How do you start to live a normal life after failed infertility treatments and almost 4 years of trying with no success at all?
I don’t know, I’m in a funny place right now – I feel like I’m walking through a fog. I feel like i’m living someone else’s life because my own life is so fucked upside down that I don’t know where to start.
I try, I make lists of things I want to do and the order I think I want to do them in but that doesn’t help because really and truly I don’t want to carry on as normal and pretend that a baby isn’t the first thing I think about when I’m trying to make plans, I just can’t pretend.
I wish that I was one of those people that could just put my baby making efforts at the back of my mind and say that what will be will be and that in time we’ll try again and it will be different, I so wish that infertility hadn’t become such a big part of my life and who I have become. It makes me sad to think of everything we have lost, the way that this has changed us, I hate what it’s done with so much passion that it makes me want to weep and I just want it to stop.
I know that some people look at this in a very different light, I used to say that everything in life is a choice and that we choose our battles and that I should choose to not let my infertility change who I am and my marriage but that is easier said than done, infertility is not a choice. I know that this feeling will pass, it always does and maybe if I actually grieved like before I could move on, but I can’t because I feel so numb, so angry that my anger scares me.
Frank and I continue to dance around when our next IVF will be, it’s something that we just can’t agree on so we don’t talk about it (when we do we end up arguing) which isn’t helping me. He feels strongly about taking a year or more off and I don’t. We have so many plans, things we’ve put on hold and one day I’m fine with doing the things we want to do first and then trying again but then all of a sudden I am so unsure and want to change it, I can’t make any decisions. Frank and I have always been in agreement when it comes to infertility treatments and timing, this is the first time that he’s fighting me and it’s hard. I know he’s right, we’ve lived this life for too long now and it’s time to live a normal life again and we do have time but I just don’t know how to stop.
I found out this week that a friend of mine trying for her second child (for 2 years) had her second miscarriage, it was early @ just over 5 weeks but the thing that gets me is that she didn’t tell me. I came up in arb conversation and I said, “hang-on…what do you mean 2nd miscarriage?” and she told me. It was while we were doing IVF but I am still hurt that she feels that she couldn’t tell me that she was pregnant.
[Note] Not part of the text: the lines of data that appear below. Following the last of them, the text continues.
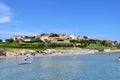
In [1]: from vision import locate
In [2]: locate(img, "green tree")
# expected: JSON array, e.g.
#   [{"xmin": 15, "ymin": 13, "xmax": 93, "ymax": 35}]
[{"xmin": 0, "ymin": 39, "xmax": 2, "ymax": 42}]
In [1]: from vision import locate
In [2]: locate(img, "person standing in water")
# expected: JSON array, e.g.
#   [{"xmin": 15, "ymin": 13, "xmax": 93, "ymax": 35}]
[
  {"xmin": 117, "ymin": 57, "xmax": 120, "ymax": 62},
  {"xmin": 24, "ymin": 56, "xmax": 29, "ymax": 61}
]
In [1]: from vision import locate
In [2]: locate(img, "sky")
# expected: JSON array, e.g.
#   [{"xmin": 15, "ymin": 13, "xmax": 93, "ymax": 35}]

It’s little things like this that hurt me even tho I know she didn’t mean to hurt me.
Another dear friend of mine found out that her 3rd IVF failed, it makes me so sad and I so wish that I can take her pain away, even tho mine is still so fresh – you know who you are and you know you are in my prayers.
I can’t bring myself to take comfort in others going thru the same thing, I have a few people that know how I feel and that I talk to but I used to use the fertilicare site to voice my heartache but I just can’t right now, I don’t know why.
I need this break, my head is not in a good place, it hasn’t been for a while – even with my last IVF, I couldn’t have the hope I used to have or feel the way I used to feel, I need to get back to that place – a place where I am hopeful again and believe that treatment will work. I found this article on IVIg and NK Cells and it makes sense why Dr V wants to try it even tho it costs R7000 per day (I will need 2 days if I fall pregnant) so that adds extra stress on the finance side too, once I’m in a better place I’ll look forward to it because this might just be the key….
I’ve gone on long enough and right now, the only thing that will heal us is TIME, as scary as it is.